After Lori introduced us, I led things off talking about state of in-store marketing, and my often repeated opinion that the goal of in-store marketing activities in the store has to be to drive sales and customer satisfaction, not to sell ad space. I shared a few case studies of our work with context sensitive digital signage, RFID based customer affinity, and SKU Activated merchandising. Lori and the audience asked some tough but insightful questions, and hopefully I didn’t stumble too badly. I think the RFID based customer affinity (aka "the Minority Report" style marketing) was most interesting to the audience.
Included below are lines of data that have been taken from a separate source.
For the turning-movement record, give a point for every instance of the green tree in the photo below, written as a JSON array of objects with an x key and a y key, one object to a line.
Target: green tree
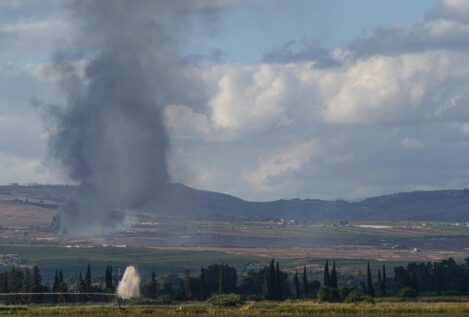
[
  {"x": 333, "y": 276},
  {"x": 221, "y": 278},
  {"x": 55, "y": 286},
  {"x": 384, "y": 281},
  {"x": 297, "y": 285},
  {"x": 369, "y": 282},
  {"x": 327, "y": 276},
  {"x": 202, "y": 284},
  {"x": 88, "y": 282},
  {"x": 36, "y": 283},
  {"x": 305, "y": 283},
  {"x": 278, "y": 283}
]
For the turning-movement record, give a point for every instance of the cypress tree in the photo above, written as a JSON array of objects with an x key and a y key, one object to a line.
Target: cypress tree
[
  {"x": 27, "y": 282},
  {"x": 55, "y": 286},
  {"x": 36, "y": 283},
  {"x": 81, "y": 287},
  {"x": 305, "y": 283},
  {"x": 111, "y": 284},
  {"x": 380, "y": 283},
  {"x": 413, "y": 283},
  {"x": 384, "y": 281},
  {"x": 333, "y": 276},
  {"x": 278, "y": 283},
  {"x": 297, "y": 285},
  {"x": 220, "y": 280},
  {"x": 369, "y": 282},
  {"x": 327, "y": 277},
  {"x": 36, "y": 280},
  {"x": 4, "y": 282},
  {"x": 202, "y": 284},
  {"x": 108, "y": 278},
  {"x": 14, "y": 285},
  {"x": 88, "y": 278},
  {"x": 271, "y": 283}
]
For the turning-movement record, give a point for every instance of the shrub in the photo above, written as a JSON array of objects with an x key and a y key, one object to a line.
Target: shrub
[
  {"x": 328, "y": 294},
  {"x": 164, "y": 300},
  {"x": 407, "y": 292},
  {"x": 225, "y": 300},
  {"x": 355, "y": 296}
]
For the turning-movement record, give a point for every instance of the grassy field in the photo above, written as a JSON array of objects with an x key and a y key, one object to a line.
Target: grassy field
[
  {"x": 166, "y": 261},
  {"x": 382, "y": 308}
]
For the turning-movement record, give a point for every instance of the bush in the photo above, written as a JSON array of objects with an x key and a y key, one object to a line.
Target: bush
[
  {"x": 345, "y": 291},
  {"x": 328, "y": 294},
  {"x": 164, "y": 300},
  {"x": 407, "y": 292},
  {"x": 225, "y": 300},
  {"x": 356, "y": 296}
]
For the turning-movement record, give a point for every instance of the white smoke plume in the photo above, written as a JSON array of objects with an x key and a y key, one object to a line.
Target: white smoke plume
[{"x": 129, "y": 286}]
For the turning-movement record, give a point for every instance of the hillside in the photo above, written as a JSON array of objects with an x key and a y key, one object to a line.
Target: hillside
[{"x": 177, "y": 199}]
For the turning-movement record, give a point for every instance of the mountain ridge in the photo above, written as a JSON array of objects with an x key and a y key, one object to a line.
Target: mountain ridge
[{"x": 435, "y": 205}]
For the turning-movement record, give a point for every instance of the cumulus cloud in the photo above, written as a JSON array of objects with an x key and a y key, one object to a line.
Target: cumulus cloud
[
  {"x": 372, "y": 117},
  {"x": 411, "y": 143},
  {"x": 287, "y": 159}
]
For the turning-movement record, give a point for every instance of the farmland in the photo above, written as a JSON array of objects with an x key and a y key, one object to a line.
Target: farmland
[{"x": 297, "y": 308}]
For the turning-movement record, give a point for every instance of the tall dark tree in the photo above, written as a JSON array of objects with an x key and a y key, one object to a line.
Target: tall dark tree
[
  {"x": 333, "y": 277},
  {"x": 55, "y": 286},
  {"x": 27, "y": 281},
  {"x": 413, "y": 282},
  {"x": 108, "y": 279},
  {"x": 278, "y": 283},
  {"x": 384, "y": 281},
  {"x": 81, "y": 285},
  {"x": 297, "y": 285},
  {"x": 88, "y": 282},
  {"x": 380, "y": 283},
  {"x": 305, "y": 283},
  {"x": 221, "y": 286},
  {"x": 327, "y": 276},
  {"x": 36, "y": 284},
  {"x": 14, "y": 280},
  {"x": 202, "y": 284},
  {"x": 369, "y": 282}
]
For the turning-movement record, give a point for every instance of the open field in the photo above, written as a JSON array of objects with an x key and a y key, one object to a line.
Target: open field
[{"x": 421, "y": 308}]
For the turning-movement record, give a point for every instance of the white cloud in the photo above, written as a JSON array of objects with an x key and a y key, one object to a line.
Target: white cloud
[
  {"x": 411, "y": 143},
  {"x": 286, "y": 160}
]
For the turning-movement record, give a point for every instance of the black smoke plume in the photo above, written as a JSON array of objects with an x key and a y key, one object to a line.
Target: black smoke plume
[{"x": 110, "y": 136}]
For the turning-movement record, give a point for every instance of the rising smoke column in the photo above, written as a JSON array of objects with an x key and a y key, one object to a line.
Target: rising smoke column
[{"x": 110, "y": 136}]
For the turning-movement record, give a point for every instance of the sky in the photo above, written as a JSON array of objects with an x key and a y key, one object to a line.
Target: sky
[{"x": 309, "y": 99}]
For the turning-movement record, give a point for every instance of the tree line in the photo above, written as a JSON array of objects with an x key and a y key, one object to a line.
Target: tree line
[{"x": 268, "y": 283}]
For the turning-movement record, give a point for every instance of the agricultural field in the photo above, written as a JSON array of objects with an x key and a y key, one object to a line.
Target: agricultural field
[{"x": 297, "y": 308}]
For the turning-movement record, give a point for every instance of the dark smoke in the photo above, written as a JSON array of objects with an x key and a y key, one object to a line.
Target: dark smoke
[{"x": 110, "y": 136}]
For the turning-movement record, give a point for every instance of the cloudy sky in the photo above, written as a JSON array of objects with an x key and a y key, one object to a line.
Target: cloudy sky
[{"x": 300, "y": 98}]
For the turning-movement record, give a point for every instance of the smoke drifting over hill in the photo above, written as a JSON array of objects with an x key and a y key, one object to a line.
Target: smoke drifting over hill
[{"x": 110, "y": 136}]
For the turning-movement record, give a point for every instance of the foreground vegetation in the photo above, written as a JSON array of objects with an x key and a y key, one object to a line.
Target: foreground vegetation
[{"x": 422, "y": 306}]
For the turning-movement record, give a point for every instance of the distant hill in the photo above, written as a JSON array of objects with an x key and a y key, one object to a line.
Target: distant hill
[{"x": 439, "y": 205}]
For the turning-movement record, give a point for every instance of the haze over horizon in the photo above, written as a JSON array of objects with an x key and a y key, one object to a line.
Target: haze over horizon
[{"x": 339, "y": 102}]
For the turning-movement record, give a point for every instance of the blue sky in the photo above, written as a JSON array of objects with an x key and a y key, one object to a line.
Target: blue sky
[
  {"x": 255, "y": 27},
  {"x": 319, "y": 99}
]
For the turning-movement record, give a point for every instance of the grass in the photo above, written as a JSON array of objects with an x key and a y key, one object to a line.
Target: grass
[
  {"x": 250, "y": 308},
  {"x": 74, "y": 260}
]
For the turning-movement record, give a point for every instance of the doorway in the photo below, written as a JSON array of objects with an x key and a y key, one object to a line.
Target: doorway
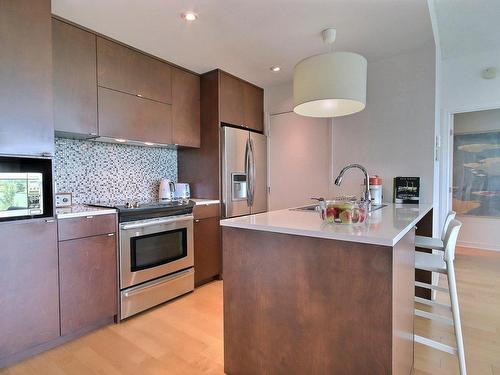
[{"x": 475, "y": 177}]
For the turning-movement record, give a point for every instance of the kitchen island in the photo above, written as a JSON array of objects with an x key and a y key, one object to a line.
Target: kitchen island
[{"x": 305, "y": 297}]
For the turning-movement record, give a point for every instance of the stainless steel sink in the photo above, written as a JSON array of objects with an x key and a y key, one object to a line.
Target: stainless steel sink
[{"x": 315, "y": 207}]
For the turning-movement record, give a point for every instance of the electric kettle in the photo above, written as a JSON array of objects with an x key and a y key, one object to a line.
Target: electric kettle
[{"x": 167, "y": 189}]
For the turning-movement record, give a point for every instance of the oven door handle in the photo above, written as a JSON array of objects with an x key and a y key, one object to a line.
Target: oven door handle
[{"x": 156, "y": 222}]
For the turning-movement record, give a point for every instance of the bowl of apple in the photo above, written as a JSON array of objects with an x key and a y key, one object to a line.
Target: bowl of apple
[{"x": 343, "y": 212}]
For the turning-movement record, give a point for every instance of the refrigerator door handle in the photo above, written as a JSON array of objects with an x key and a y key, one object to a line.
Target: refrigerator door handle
[
  {"x": 252, "y": 171},
  {"x": 247, "y": 172}
]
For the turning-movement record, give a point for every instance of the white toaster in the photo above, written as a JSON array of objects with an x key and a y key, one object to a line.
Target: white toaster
[{"x": 182, "y": 191}]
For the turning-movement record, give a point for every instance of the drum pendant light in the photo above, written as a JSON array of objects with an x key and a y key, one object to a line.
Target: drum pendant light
[{"x": 332, "y": 84}]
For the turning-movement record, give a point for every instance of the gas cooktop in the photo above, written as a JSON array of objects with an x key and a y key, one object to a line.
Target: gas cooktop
[{"x": 133, "y": 211}]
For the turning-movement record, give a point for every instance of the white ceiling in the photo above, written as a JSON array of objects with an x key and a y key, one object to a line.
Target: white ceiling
[
  {"x": 246, "y": 37},
  {"x": 468, "y": 26}
]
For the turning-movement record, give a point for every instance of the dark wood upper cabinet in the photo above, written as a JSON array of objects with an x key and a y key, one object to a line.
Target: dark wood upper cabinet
[
  {"x": 75, "y": 87},
  {"x": 124, "y": 69},
  {"x": 88, "y": 281},
  {"x": 253, "y": 99},
  {"x": 29, "y": 298},
  {"x": 185, "y": 108},
  {"x": 241, "y": 103},
  {"x": 129, "y": 117},
  {"x": 231, "y": 100},
  {"x": 26, "y": 124}
]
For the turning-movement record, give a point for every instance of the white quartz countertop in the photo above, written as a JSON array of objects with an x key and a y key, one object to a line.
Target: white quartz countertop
[
  {"x": 385, "y": 226},
  {"x": 205, "y": 201},
  {"x": 81, "y": 210}
]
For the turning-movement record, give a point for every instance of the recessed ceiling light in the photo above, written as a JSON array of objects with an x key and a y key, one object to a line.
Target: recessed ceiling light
[{"x": 189, "y": 16}]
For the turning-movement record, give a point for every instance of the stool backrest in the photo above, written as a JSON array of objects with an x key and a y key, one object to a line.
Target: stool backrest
[
  {"x": 451, "y": 215},
  {"x": 450, "y": 241}
]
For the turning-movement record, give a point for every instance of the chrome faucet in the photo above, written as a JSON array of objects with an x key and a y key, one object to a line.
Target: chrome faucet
[{"x": 367, "y": 196}]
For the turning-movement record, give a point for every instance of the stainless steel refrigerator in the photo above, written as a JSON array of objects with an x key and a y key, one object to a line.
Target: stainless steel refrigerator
[{"x": 244, "y": 172}]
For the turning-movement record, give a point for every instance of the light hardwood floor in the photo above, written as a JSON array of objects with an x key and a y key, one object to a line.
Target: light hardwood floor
[{"x": 185, "y": 336}]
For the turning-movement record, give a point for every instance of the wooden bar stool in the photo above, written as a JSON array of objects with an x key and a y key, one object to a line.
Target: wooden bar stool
[
  {"x": 443, "y": 263},
  {"x": 435, "y": 243}
]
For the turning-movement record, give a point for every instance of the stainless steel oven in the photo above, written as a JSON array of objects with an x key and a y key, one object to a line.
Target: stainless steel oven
[{"x": 156, "y": 261}]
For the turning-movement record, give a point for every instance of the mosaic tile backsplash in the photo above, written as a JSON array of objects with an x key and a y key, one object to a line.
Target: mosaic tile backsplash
[{"x": 97, "y": 171}]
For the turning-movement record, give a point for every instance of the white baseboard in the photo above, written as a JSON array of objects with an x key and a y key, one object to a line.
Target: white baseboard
[{"x": 479, "y": 245}]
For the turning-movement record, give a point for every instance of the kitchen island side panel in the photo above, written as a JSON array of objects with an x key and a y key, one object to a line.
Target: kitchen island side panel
[{"x": 304, "y": 305}]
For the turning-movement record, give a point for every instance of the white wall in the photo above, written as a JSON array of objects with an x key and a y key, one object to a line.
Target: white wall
[
  {"x": 394, "y": 135},
  {"x": 299, "y": 152},
  {"x": 299, "y": 160},
  {"x": 464, "y": 90}
]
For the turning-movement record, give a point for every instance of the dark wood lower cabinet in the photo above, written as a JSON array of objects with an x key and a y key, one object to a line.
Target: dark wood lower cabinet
[
  {"x": 87, "y": 272},
  {"x": 130, "y": 117},
  {"x": 29, "y": 294},
  {"x": 207, "y": 250}
]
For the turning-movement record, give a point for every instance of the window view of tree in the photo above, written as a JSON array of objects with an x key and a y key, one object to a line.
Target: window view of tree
[
  {"x": 476, "y": 164},
  {"x": 13, "y": 195}
]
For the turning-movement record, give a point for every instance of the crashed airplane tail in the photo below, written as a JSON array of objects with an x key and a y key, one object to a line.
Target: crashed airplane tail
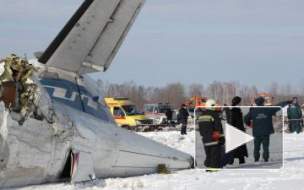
[
  {"x": 92, "y": 37},
  {"x": 52, "y": 128}
]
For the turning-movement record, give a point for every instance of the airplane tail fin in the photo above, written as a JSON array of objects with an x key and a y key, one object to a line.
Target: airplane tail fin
[{"x": 91, "y": 38}]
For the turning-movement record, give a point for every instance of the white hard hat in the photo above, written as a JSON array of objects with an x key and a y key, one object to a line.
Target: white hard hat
[{"x": 210, "y": 104}]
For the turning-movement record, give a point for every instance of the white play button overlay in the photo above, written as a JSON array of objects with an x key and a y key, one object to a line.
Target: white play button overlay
[{"x": 235, "y": 138}]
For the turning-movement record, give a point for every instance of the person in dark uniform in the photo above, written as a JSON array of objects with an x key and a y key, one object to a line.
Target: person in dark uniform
[
  {"x": 262, "y": 126},
  {"x": 169, "y": 115},
  {"x": 294, "y": 114},
  {"x": 183, "y": 112},
  {"x": 211, "y": 131},
  {"x": 237, "y": 122}
]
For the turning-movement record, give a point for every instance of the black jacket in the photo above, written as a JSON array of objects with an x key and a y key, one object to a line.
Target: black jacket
[
  {"x": 237, "y": 122},
  {"x": 184, "y": 115},
  {"x": 208, "y": 122},
  {"x": 169, "y": 114}
]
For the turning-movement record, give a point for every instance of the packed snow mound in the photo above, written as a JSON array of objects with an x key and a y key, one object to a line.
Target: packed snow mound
[
  {"x": 290, "y": 177},
  {"x": 174, "y": 139}
]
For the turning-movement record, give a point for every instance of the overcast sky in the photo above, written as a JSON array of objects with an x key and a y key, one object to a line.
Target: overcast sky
[{"x": 188, "y": 41}]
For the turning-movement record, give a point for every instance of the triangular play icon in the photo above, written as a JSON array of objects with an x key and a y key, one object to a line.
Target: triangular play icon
[{"x": 235, "y": 138}]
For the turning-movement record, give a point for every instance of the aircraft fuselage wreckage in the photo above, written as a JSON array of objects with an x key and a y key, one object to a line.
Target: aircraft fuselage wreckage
[{"x": 52, "y": 128}]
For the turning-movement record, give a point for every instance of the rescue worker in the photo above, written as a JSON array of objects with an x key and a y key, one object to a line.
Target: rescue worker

Alan Schulman, the creative director of IMC2 talked about what was new and cool from the perspective of an interactive agency (Alan was quick to point out that IMC2 is the largest still independent interactive agency out there). He showed a case study of the next generation of proximity marketing experiences planned for deployment in New York City taxi cabs.
Michael Mak, demonstrated bCODEs kiosk/scanner for optically reading a text message from a standard cell phone. This allows a marketer to SMS a textbased eCoupon to a consumers phone, and then the consumer can redeem it in a store by holding their phone up to a kiosk. I’m a big fan of using a mobile phone (or other consumer owned device) as the "physical cookie" in retail stores. At the moment, bCODE has one of the best means of doing so. The minority report style experience we can create with a wireless keyfob is very compelling, but how many consumers will carry a pocket full of electronic tracking devices once the experience really takes off? Clearly consumers need a single device that they already have reason to carry, that lets them opt in to multiple environmental CRM experiences. Obviously an RF based solution would be much preferred to bCODEs optical system but at the moment bCODE is a pretty good cost/experience trade-off.
Last, we had Bruno Uzzan from Total Immersion demo their very cool "Augmented Reality" technology. This was by far the coolest live demo of the four of us, and drew all the oh’s and ah’s from the audience. Basically, they load 3D models of objects into a computer, and plug a video camera into the computer. So for example, Bruno had scanned the physical box that a set of LEGOs comes in, as well as detailed 3D models of the items you can build with the LEGOs inside. When he holds the box in front of the camera, the camera recognizes the box (no mater what angle or orientation), and the computer software superimposes the 3D model on the face of the box and even lets him manipulate the model. So you can imagine setting up a "Magic Mirror" in a LEGO store where kids can grab any box off the shelf, hold the box up to the "mirror" (aka Monitor w/ camera), and see what can be built with those LEGOs. It’s a visually stunning demo. I can clearly see the benefit for large scale presentations and events, but I have mixed feelings about its retail application. I have no doubt that the technology can be used as an effective traffic generating novelty. And I can also see the great benefit to interactive 3D models being used to demonstrate certain products in a retail store. I’m imagining back-yard swing-sets in a toy store that has no room for actual swing-sets, for example. It’s not clear if attaching the 3D model to a physical object and then watching it on a video display is really better than just directly watching the 3D model on the display. I could see it going either way, so I’d certainly want to test it with real shoppers before I made a major commitment of resources. If the price is right, I’d put one in a flagship store without a second thought. This has much more visual impact than say, a MS Surface.
Here’s a few more independent reviews of our panel:
My bottom line… if you are in retail or DOOH you can definitely get something out of these shows, but I wouldn’t skip a major retail show to attend ad:tech instead. On the other hand, if you’re looking for some cool IT services and tools to serve up banner ads, you’ve hit the mother load.